United States District Court, W.D. Pennsylvania
MEMORANDUM ORDER ON PRETRIAL MOTIONS
CATHY
BISSOON JUDGE
Pending
before the Court are several pretrial motions filed by
Plaintiff Hannah Harris (“Harris”) and Defendants
413 Lower Burrell Auto Center, Ltd.; Auto Systems Center,
Ltd.; Trent Kight; Max Auto Supply Company; Midas Auto &
Tire Experts; Midas Auto Service Experts; and Ken
Shick[1] (collectively
“Defendants”[2]), and their respective
Responses.[3] For the reasons below, the Court resolves
these motions as follows:
• Defendants' Motion in Limine to Exclude the
Contents of an Illegal Audio Recording (Doc. 91) is DENIED.
• Defendants' Motion in Limine to Preclude
“Admission” Testimony of Anthony DiGuilio (Doc.
93) is GRANTED.
• Defendants' Motion in Limine to Exclude
Plaintiff's Proposed Expert, Susan Strauss (Doc. 95) is
GRANTED.
• Defendants' Motion in Limine to Bifurcate Trial
Pursuant to F.R.C.P. 42(b) (Doc. 97) is DENIED.
• Defendants' Motion in Limine to Preclude Tort
Claims (Doc. 99) is DENIED.
• Plaintiff's Motion in Limine to Exclude Irrelevant
and Unfairly Prejudicial Evidence Pursuant to Federal Rules
of Evidence 401, 402, 403, and 404 (Doc. 101) is GRANTED in
part and DENIED in part.
• Plaintiff's Motion in Limine to Exclude the
Testimony of Michael E. Thase, M.D. (Doc. 103) is GRANTED in
part and DENIED in part.
ANALYSIS
1.
Defendants' motion in limine to exclude the contents of
an illegal audio recording (Doc. 91) is denied.
Defendants
move to exclude an audio recording made by Plaintiff of an
interaction she had with Defendant Ken Shick on the afternoon
of July 9, 2016. It is not in dispute that the recording was
made without Mr. Shick's consent. In support of their
motion, Defendants first argue that Plaintiff violated the
Pennsylvania Wiretapping and Electronic Surveillance Control
Act (“Wiretap Act”) by making the recording, and
because it is “an illegal audio recording” it
cannot be admitted in this federal action.
In her
Response, Plaintiff argues that “Defendants'
lengthy analysis of the Pennsylvania Wiretap Act is
irrelevant” because federal law controls the
admissibility of evidence in this case. Irrespective of
whether the Plaintiff violated Pennsylvania law in making the
recording, under the Federal Rules of Evidence, Plaintiff
contends the tape is admissible. Furthermore, Plaintiff avers
that no violation of the Wiretap Act occurred, as Mr. Shick
has no reasonable expectation of privacy in the recorded
conversation and she had a reasonable expectation that Mr.
Shick was about to commit a crime of violence.
Defendants
filed a Reply, which switches gears and argues the Supreme
Court's analysis in Erie Railroad Co. v.
Tompkins controls the audio recording's
admissibility. 304 U.S. 64, 79 (1938). Under Erie
and its progeny, when a district court exercises diversity or
supplemental jurisdiction, it must apply federal procedural
law and state substantive law to those claims. Chin v.

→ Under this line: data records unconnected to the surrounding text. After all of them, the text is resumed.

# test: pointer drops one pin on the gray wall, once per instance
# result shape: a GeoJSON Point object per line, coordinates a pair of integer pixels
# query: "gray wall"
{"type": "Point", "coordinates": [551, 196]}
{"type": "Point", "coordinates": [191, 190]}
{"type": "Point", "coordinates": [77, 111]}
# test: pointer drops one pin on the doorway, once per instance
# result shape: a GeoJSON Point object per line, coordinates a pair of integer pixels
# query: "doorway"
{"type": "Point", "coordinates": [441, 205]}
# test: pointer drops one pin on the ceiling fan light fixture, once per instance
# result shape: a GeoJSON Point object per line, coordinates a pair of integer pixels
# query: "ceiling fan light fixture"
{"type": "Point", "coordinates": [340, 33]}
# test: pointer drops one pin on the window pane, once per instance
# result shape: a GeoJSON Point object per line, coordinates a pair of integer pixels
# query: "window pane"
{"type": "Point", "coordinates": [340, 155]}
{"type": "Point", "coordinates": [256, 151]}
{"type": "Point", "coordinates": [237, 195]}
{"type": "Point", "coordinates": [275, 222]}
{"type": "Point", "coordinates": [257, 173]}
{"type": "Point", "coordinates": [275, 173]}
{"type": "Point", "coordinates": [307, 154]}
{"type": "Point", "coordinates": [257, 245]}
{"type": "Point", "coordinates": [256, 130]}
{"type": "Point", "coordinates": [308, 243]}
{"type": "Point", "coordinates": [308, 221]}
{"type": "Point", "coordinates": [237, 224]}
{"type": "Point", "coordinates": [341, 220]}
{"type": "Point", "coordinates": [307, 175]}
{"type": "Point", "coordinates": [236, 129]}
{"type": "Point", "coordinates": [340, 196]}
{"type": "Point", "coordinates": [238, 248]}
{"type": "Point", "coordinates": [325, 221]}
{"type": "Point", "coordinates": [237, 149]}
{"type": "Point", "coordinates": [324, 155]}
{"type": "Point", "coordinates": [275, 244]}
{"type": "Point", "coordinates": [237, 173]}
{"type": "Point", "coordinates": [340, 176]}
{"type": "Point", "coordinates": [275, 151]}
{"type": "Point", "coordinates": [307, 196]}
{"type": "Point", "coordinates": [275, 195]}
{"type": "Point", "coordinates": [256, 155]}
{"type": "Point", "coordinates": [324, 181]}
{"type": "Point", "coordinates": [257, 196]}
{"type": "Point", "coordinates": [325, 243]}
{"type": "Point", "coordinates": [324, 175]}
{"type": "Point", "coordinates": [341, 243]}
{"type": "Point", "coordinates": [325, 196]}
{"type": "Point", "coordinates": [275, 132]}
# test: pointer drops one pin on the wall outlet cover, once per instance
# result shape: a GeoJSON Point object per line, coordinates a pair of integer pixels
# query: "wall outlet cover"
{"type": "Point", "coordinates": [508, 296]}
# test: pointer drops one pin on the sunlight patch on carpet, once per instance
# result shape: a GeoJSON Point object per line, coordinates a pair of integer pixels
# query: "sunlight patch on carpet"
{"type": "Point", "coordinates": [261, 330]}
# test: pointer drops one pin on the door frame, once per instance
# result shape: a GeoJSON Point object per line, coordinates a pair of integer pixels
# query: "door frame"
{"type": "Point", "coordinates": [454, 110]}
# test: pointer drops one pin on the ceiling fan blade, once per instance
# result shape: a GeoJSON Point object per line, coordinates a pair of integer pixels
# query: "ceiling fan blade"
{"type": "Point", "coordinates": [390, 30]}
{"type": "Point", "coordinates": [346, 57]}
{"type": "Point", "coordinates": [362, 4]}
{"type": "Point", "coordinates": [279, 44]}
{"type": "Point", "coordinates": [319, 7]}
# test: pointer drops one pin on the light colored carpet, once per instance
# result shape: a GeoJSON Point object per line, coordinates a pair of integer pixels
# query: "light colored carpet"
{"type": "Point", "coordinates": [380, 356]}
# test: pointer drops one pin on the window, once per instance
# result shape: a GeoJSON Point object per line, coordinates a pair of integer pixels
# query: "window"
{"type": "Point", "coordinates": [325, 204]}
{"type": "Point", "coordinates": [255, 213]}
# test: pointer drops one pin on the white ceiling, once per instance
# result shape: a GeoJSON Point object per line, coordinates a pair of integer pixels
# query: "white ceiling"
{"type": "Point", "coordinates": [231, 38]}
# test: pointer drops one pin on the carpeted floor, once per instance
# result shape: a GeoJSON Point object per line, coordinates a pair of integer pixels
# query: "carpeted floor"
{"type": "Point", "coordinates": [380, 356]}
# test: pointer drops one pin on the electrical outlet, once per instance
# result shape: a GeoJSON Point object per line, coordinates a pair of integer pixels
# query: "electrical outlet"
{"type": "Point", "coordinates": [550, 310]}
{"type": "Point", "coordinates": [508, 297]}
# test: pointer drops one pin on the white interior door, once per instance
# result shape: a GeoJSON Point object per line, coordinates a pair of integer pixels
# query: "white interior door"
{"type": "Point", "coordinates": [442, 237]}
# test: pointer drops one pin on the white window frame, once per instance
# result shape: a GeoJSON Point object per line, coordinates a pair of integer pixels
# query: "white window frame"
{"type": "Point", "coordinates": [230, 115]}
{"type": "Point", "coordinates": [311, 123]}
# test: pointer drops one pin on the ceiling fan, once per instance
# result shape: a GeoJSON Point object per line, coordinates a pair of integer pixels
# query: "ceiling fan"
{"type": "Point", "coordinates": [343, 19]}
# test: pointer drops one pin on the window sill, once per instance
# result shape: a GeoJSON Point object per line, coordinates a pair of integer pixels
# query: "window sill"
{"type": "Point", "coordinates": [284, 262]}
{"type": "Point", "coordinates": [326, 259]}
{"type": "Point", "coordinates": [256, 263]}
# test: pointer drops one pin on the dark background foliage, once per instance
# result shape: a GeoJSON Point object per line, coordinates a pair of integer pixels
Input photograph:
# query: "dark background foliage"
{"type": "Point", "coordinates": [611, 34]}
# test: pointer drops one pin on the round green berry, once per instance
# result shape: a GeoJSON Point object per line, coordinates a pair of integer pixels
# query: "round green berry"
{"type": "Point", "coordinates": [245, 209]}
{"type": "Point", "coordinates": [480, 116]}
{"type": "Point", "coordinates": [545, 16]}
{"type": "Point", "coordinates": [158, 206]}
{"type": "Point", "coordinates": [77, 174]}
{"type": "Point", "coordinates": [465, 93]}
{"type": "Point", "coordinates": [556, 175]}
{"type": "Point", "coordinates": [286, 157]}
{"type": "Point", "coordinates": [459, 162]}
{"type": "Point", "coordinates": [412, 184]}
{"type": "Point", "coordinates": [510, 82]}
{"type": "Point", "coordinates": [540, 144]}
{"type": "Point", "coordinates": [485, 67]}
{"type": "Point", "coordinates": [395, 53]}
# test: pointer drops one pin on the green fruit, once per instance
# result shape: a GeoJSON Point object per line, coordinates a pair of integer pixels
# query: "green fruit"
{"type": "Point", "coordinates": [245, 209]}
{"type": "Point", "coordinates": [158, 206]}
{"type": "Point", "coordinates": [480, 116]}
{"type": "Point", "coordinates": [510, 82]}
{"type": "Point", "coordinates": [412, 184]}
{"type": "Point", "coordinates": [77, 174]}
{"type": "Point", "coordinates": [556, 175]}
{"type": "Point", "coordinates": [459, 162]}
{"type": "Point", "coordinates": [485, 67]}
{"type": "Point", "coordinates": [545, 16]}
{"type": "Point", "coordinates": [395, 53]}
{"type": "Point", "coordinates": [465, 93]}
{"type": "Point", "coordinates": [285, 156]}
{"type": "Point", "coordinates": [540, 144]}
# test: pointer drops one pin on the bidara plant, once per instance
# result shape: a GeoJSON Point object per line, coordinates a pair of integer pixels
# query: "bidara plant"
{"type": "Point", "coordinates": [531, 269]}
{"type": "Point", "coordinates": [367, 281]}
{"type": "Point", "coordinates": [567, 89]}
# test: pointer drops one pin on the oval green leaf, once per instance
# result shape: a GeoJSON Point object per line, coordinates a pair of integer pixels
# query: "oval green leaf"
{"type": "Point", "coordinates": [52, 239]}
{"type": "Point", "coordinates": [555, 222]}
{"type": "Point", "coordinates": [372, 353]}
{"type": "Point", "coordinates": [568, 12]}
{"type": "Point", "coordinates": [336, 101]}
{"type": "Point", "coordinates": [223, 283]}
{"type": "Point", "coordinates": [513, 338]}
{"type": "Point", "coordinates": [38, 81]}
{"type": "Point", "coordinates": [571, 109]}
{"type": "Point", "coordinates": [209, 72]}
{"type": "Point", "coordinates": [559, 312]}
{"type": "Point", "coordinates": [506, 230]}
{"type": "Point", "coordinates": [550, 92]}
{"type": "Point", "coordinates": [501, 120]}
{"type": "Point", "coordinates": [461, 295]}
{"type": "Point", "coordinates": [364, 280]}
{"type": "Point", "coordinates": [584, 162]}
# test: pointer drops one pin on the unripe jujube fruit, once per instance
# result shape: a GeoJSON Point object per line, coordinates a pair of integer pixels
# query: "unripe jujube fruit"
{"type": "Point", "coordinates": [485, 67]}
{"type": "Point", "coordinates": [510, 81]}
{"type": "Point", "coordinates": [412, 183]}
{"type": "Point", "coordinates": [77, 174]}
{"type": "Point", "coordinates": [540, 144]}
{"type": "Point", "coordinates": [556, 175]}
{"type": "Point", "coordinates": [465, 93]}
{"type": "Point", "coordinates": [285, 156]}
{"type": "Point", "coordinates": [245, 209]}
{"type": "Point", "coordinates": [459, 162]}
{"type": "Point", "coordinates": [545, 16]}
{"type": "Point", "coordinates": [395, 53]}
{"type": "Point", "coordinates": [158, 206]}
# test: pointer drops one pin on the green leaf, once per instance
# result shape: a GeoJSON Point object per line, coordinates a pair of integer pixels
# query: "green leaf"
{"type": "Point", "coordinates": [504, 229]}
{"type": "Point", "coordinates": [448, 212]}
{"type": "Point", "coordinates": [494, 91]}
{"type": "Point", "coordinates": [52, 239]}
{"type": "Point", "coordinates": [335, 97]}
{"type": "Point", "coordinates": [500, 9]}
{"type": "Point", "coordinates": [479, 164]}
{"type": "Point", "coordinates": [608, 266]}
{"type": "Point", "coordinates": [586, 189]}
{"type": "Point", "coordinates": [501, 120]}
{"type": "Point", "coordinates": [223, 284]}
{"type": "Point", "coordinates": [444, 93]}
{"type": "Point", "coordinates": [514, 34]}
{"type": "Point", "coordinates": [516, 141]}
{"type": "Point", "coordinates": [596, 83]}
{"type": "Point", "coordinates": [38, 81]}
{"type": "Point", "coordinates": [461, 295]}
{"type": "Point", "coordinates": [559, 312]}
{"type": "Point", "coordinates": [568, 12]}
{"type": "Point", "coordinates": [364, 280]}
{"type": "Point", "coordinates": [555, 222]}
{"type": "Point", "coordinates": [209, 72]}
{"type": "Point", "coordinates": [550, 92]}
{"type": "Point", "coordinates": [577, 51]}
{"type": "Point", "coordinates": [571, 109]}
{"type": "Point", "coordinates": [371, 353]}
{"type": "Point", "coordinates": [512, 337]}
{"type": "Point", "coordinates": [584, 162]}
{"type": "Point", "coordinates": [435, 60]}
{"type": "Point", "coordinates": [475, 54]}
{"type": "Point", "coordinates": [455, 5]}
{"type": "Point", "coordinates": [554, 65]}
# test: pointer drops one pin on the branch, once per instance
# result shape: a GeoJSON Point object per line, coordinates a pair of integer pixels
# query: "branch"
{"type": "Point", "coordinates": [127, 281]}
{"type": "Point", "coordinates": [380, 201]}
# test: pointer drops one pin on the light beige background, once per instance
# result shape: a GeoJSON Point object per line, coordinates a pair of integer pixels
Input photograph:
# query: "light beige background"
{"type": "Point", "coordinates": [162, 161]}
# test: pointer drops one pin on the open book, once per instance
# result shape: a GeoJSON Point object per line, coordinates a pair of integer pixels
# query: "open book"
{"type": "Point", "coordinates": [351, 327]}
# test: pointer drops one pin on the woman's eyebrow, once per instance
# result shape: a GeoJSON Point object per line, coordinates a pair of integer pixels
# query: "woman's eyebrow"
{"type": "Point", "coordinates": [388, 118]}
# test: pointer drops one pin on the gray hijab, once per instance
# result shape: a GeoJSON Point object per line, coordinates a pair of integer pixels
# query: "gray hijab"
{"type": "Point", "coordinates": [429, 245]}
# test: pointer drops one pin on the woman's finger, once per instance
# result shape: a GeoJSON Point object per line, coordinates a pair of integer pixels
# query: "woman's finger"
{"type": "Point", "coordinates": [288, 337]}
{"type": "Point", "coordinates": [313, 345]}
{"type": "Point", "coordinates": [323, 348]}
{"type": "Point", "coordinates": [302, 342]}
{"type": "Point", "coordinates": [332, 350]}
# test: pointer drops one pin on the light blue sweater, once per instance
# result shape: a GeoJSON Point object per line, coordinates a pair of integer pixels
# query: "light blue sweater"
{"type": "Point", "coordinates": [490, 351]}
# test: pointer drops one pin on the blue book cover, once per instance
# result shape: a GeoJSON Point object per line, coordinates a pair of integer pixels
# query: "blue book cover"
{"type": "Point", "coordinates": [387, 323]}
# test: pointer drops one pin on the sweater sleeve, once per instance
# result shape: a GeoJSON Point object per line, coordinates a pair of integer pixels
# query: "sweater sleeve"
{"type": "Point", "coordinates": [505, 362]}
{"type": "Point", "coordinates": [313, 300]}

Chrysler LLC, 538 F.3d 272, 278 (3d Cir. 2008).
Defendants argue that the Wiretap Act is state substantive
law that must control the admissibility of the audio
recording, and therefore, it must be excluded. Defendants
dedicate the remainder of their Reply to distinguishing the
authority cited by Plaintiff that would allow admission of
the recording, arguing that Mr. Shick had an expectation of
privacy that entitled him to protections of the Wiretap Act,
and restating their position that the recording is not
admissible for any purpose, including impeachment.
The
Court has given careful consideration to all the briefing on
this issue, and finds that the Defendants' motion to
exclude must be denied. The limited authority on this issue
in the civil cases, admission of illegal recordings in the
criminal context, and federalism concerns compel this result.
Each of these points will be addressed in turn.
First,
the federal authorities provided by the parties and located
independently by the Court favor admitting the audio
recording. In their initial briefing, Defendants offered
Pennsylvania state cases discussing the Wiretap Act, but only
a single federal case in support of their position that the
tape is inadmissible, Martinez v. City of Reading
Property Management Division. 2018 WL 1290087 (E.D. Pa.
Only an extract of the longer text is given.